When to use the Outbox Publisher (MongoKafkaDaoPublisher)¶
The Outbox Publisher should be used when:
- The publisher needs to be used like a normal MongoDbDao.
- The data published represents the latest state of a domain object
- Examples: user data, access requests, order status, etc.
- Your service needs to inform other services about changes to a given MongoDB
collection.
- You're focused on storing data. The Outbox Publisher cannot publish arbitrary
events like the Persistent Publisher — it behaves like the MongoDB DAO and publishes
events in the background.
Further Details¶
How the Two Publishers Store Information¶
The Persistent Publisher stores data according to the Pydantic model defined here:
class PersistentKafkaEvent(BaseModel):
"""A model representing a kafka event to be published and stored in the database."""
id: str = Field(
...,
description="The unique ID of the event.
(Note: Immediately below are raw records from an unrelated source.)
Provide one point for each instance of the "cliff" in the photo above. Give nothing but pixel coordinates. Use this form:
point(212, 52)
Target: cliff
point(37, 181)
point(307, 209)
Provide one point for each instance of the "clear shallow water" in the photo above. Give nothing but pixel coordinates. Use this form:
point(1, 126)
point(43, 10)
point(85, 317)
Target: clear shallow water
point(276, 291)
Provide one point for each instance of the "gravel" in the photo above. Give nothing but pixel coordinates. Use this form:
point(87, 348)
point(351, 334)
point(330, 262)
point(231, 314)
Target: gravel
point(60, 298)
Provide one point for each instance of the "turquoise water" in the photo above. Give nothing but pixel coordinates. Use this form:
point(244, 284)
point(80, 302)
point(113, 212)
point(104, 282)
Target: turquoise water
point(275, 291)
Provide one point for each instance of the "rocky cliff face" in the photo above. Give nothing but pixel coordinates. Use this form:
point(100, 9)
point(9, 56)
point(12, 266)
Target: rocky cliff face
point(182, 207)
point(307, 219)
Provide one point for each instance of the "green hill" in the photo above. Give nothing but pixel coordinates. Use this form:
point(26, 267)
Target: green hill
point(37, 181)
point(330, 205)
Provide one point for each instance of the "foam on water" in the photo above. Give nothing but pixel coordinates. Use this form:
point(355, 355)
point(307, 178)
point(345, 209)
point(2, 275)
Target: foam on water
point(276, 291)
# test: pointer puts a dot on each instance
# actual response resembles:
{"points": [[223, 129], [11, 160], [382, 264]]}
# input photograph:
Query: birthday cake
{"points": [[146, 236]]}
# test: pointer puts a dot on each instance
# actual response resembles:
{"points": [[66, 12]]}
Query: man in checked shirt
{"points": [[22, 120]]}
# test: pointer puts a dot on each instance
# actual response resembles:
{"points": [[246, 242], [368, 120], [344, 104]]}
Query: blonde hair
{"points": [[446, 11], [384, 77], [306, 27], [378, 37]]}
If the topic is set to be compacted,"
+ " the ID is set to the topic and key in the format <topic>:<key>. Otherwise"
+ " the ID is set to a random UUID.",
)
topic: Ascii = Field(..., description="The event topic")
type_: Ascii = Field(..., description="The event type")
payload: JsonObject = Field(..., description="The event payload")
key: Ascii = Field(..., description="The event key")
headers: Mapping[str, str] = Field(
default_factory=dict,
description="Non-standard event headers. Correlation ID and event type are"
+ " transmitted as event headers, but added as such within the publisher"
+ " protocol. The headers here are any additional header that need to be sent.",
)
correlation_id: str = Field(..., description="The event correlation ID")
created: datetime = Field(
..., description="The timestamp of when the event record was first inserted"
)
published: bool = Field(False, description="Whether the event has been published")
By contrast, the Outbox Publisher saves the domain object like a DAO normally would,
but adds a __metadata__ field. If we were saving data from a User class with
a user_id, name and email field, the saved data might look like this:
{
"__metadata__": {
"correlation_id": <UUID4>,
"published": true,
"deleted": false,
},
"_id": <UUID4>, // hexkit converts models' ID field names to the MongoDB `_id`
"name": "John Doe",
"email": "doe@example.com"
}
Republishing¶
Both providers expose the methods publish_pending and republish. The former
only publishes documents where published is false, while the latter will republish
all its documents regardless of publish status. We suggest implementing a method
in your service accessible via CLI in order to trigger republishing as a job.
In both cases, the provider will use the stored correlation ID when republishing data.